Zoe was also unusual in that she seemed to thrive on solitude. Most hunters who made a strike settled down to live in comfort, buy a large company or put the money into safe investments and live off the interest. They were unwilling or unable to face another twenty years alone. Zoe had gone out again, and a third time after the second trip had proved fruitless. She had found a hole on her third trip, and was now almost through her fifth.
But for some reason she had never adequately explained to Xanthia, she had wanted a companion this time. And what better company than herself? With the medical facilities aboard Shirley she had grown a copy of herself and raised the little girl as her daughter.
* * * *
Xanthia squirmed around in the control cabin of The Good Ship Lollipop, stuck her head through the hatch leading to the aft exercise room, and found nothing. What she had expected, she didn’t know. Now she crouched in midair with a screwdriver, attacking the service panels that protected the radio assembly.
“What are you doing by yourself?” the voice asked.
“Why don’t you tell me, Zoe?” she said, lifting the panel off and tossing it angrily to one side. She peered into the gloomy interior, wrinkling her nose at the smell of oil and paraffin. She shone her pencil-beam into the space, flicking it from one component to the next, all as familiar to her as neighborhood corridors would be to a planet-born child. There was nothing out of place, nothing that shouldn’t be there. Most of it was sealed into plastic blocks to prevent moisture or dust from getting to critical circuits. There were no signs of tampering.
“I am failing to communicate. I am not your mother, I am a gravity and causality—”
“She’s not my mother,” Xanthia snapped.
“My records show that she would dispute you.”

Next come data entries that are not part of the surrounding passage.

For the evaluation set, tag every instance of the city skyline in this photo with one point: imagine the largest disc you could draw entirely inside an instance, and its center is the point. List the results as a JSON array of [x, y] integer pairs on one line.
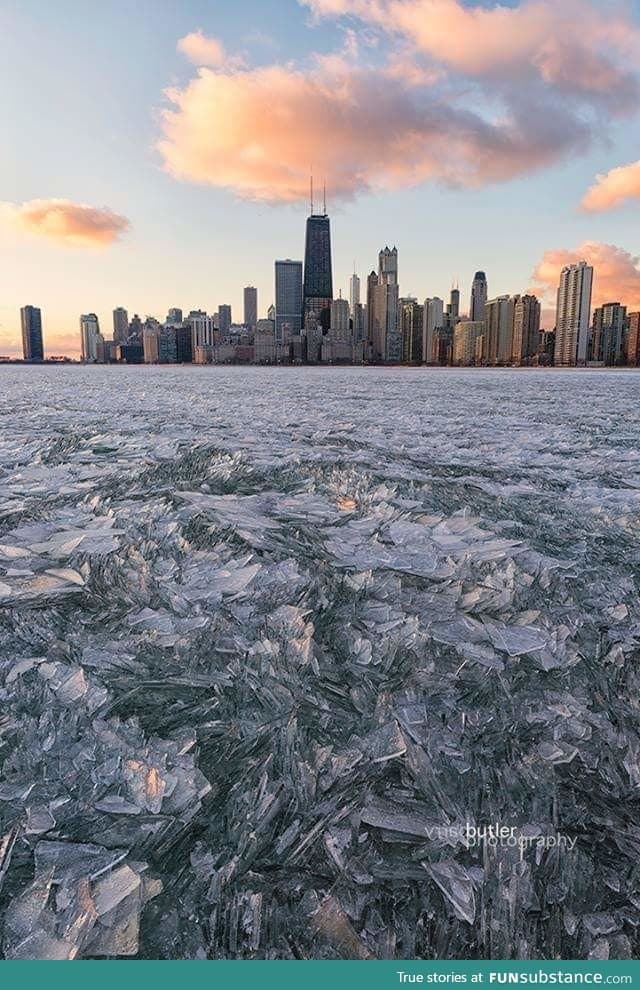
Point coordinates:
[[128, 215]]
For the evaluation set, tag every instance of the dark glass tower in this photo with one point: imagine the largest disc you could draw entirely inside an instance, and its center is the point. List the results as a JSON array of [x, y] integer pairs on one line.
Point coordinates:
[[318, 283], [31, 320]]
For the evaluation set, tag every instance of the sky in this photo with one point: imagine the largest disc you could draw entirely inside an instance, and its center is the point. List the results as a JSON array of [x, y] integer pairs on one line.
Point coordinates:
[[158, 154]]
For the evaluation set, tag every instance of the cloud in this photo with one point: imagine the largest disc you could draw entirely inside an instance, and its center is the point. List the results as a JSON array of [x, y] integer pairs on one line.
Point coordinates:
[[67, 223], [536, 39], [202, 50], [616, 275], [616, 187], [256, 131]]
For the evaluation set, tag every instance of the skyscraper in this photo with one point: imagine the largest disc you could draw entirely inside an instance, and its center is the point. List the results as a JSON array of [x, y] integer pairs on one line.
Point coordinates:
[[224, 317], [288, 316], [89, 337], [354, 294], [572, 314], [609, 325], [498, 338], [174, 317], [433, 319], [386, 332], [412, 326], [250, 307], [318, 282], [468, 338], [478, 297], [120, 325], [453, 309], [31, 321], [633, 340], [526, 328]]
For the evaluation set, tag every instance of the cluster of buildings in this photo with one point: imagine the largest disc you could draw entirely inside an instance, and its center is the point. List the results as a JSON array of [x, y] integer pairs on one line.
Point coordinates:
[[307, 325]]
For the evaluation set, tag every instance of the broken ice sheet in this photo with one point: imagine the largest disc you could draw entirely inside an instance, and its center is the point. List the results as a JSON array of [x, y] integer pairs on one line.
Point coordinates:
[[291, 618]]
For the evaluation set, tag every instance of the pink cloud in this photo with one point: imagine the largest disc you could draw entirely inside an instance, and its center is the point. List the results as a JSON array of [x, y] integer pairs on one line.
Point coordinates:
[[67, 223], [616, 187], [616, 272], [257, 132], [537, 38]]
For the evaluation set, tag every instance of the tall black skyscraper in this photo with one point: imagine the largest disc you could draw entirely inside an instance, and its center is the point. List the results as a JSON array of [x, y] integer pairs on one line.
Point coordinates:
[[478, 296], [318, 283], [32, 346]]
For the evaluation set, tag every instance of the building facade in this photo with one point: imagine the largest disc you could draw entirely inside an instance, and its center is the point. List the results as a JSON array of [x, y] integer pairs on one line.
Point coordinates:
[[32, 343], [288, 307], [573, 312]]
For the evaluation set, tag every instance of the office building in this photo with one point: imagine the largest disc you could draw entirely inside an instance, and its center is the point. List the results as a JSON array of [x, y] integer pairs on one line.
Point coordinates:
[[478, 297], [412, 332], [573, 312], [498, 339], [89, 334], [32, 344], [120, 325], [467, 342], [250, 307], [289, 300], [526, 329], [609, 329], [633, 340], [318, 280], [433, 320]]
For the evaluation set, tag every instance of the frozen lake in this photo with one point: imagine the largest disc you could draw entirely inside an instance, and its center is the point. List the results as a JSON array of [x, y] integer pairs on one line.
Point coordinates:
[[272, 639]]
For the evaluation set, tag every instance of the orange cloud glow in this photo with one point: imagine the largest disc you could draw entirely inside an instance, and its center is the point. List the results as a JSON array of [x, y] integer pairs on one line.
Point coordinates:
[[613, 189], [256, 131], [67, 223], [616, 272]]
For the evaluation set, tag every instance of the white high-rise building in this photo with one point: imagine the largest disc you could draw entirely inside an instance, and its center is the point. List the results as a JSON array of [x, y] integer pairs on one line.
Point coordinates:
[[432, 320], [354, 294], [478, 297], [573, 313], [498, 342], [120, 325], [340, 319], [89, 337]]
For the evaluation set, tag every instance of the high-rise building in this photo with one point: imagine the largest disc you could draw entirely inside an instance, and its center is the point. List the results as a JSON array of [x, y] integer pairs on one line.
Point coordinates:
[[174, 317], [526, 329], [572, 314], [120, 325], [288, 309], [433, 319], [250, 307], [609, 327], [89, 337], [467, 342], [135, 328], [318, 281], [453, 307], [203, 330], [184, 344], [224, 318], [354, 294], [633, 340], [478, 297], [31, 322], [386, 334], [340, 328], [412, 321], [498, 339], [372, 281]]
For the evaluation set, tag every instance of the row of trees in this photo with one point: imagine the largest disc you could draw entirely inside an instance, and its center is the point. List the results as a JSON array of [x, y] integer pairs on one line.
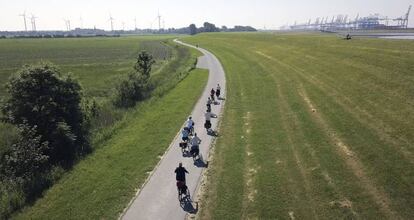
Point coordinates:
[[209, 27], [54, 122]]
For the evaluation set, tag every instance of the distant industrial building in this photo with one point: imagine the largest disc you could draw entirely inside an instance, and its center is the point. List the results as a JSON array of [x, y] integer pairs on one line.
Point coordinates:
[[343, 22]]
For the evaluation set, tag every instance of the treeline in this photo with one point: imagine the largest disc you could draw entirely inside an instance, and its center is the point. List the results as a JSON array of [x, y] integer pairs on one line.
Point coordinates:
[[192, 29], [209, 27], [55, 123]]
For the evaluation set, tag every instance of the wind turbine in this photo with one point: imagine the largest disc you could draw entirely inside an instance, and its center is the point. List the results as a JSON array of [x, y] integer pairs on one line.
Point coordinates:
[[159, 20], [33, 21], [24, 18], [67, 23], [81, 22], [111, 19]]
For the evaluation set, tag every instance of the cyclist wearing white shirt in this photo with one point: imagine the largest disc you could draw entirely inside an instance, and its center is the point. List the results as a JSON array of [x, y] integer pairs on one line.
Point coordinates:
[[190, 124], [207, 124]]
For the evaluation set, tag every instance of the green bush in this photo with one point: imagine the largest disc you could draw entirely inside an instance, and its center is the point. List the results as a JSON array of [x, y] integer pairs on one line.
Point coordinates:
[[136, 86]]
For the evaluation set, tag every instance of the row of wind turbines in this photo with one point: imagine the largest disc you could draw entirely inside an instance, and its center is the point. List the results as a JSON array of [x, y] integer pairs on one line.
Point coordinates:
[[32, 18]]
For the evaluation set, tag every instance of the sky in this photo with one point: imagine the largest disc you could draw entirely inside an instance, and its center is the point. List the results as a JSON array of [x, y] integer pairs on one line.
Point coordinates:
[[269, 14]]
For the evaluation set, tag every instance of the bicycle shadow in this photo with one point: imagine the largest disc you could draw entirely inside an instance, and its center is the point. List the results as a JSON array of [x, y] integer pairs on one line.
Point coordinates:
[[187, 205]]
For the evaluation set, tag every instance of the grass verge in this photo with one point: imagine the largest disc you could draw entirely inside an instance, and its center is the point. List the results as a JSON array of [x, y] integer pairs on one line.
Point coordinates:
[[100, 186], [315, 127]]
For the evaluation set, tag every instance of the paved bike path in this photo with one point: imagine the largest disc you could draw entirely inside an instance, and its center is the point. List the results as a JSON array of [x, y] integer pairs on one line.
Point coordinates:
[[158, 198]]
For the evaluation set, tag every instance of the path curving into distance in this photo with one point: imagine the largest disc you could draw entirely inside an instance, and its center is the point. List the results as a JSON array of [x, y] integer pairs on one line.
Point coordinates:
[[158, 198]]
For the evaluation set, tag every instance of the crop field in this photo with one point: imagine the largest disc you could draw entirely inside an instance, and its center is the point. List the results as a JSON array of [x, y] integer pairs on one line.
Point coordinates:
[[95, 62], [128, 147], [315, 127]]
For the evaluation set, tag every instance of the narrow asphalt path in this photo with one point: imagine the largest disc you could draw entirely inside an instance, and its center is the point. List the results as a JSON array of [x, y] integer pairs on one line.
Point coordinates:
[[158, 198]]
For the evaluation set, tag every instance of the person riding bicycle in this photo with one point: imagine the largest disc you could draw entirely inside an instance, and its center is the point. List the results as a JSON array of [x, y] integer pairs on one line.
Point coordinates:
[[207, 124], [195, 142], [180, 172], [212, 93], [209, 102], [190, 124], [218, 90]]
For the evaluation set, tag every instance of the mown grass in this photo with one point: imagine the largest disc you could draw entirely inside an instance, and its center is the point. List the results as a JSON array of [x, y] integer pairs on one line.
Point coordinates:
[[100, 186], [315, 127], [96, 62]]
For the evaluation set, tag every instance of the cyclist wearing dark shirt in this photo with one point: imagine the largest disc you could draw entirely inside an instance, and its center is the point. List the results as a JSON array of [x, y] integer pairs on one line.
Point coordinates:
[[180, 172]]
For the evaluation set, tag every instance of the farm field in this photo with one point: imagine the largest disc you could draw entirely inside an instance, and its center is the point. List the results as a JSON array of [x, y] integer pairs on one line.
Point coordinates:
[[315, 127], [95, 62], [100, 186]]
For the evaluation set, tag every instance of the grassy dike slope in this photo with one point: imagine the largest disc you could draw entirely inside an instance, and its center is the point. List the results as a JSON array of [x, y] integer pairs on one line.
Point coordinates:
[[316, 127], [100, 186]]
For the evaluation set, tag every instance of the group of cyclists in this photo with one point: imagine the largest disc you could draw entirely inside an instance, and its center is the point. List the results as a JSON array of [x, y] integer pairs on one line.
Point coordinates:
[[191, 140]]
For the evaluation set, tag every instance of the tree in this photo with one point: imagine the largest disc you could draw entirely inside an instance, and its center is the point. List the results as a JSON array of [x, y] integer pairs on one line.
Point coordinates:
[[40, 97], [208, 27], [136, 86], [193, 29]]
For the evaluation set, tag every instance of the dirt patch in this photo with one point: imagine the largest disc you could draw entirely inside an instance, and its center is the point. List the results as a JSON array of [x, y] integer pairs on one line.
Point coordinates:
[[251, 168]]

Xanthia didn’t like the way the voice said that. But she was admitting to herself that there was no way Zoe could have set this up. That left her with the alternative: she really was talking to a black hole.
“She’s not my mother,” Xanthia repeated. “And if you’ve been listening in, you know why I’m out here in a lifeboat. So why do you ask?”
“I wish to help you. I have heard tension building between the two of you these last years. You are growing up.”
Xanthia settled back in the control chair. Her head did not feel so good.
* * * *
Hole hunting was a delicate economic balance, a tightrope walked between the needs of survival and the limitations of mass. The initial investment was tremendous and the return was undependable, so the potential hole hunter had to have a line to a source of speculative credit or be independently wealthy.
No consortium or corporation had been able to turn a profit at the business by going at it in a big way. The government of Pluto maintained a monopoly on the use of one-way robot probes, but they had found over the years that when a probe succeeded in finding a hole, a race usually developed to see who would reach it and claim it first. Ships sent after such holes had a way of disappearing in the resulting fights, far from law and order.
The demand for holes was so grea
t that an economic niche remained which was filled by the solitary prospector, backed by people with tax write-offs to gain. Prospectors had a ninety per cent bankruptcy rate. But as with gold and oil in earlier days, the potential profits were huge, so there was never a lack of speculators.
Hole hunters would depart Pluto and accelerate to the limits of engine power, then coast for ten to fifteen years, keeping an eye on the mass detector. Sometimes they would be half a light-year from Sol before they had to decelerate and turn around. Less mass equalled more range, so the solitary hunter was the rule.
Teaming of ships had been tried, but teams that discovered a hole seldom came back together. One of them tended to have an accident. Hole hunters were a greedy lot, self-centered and self-sufficient.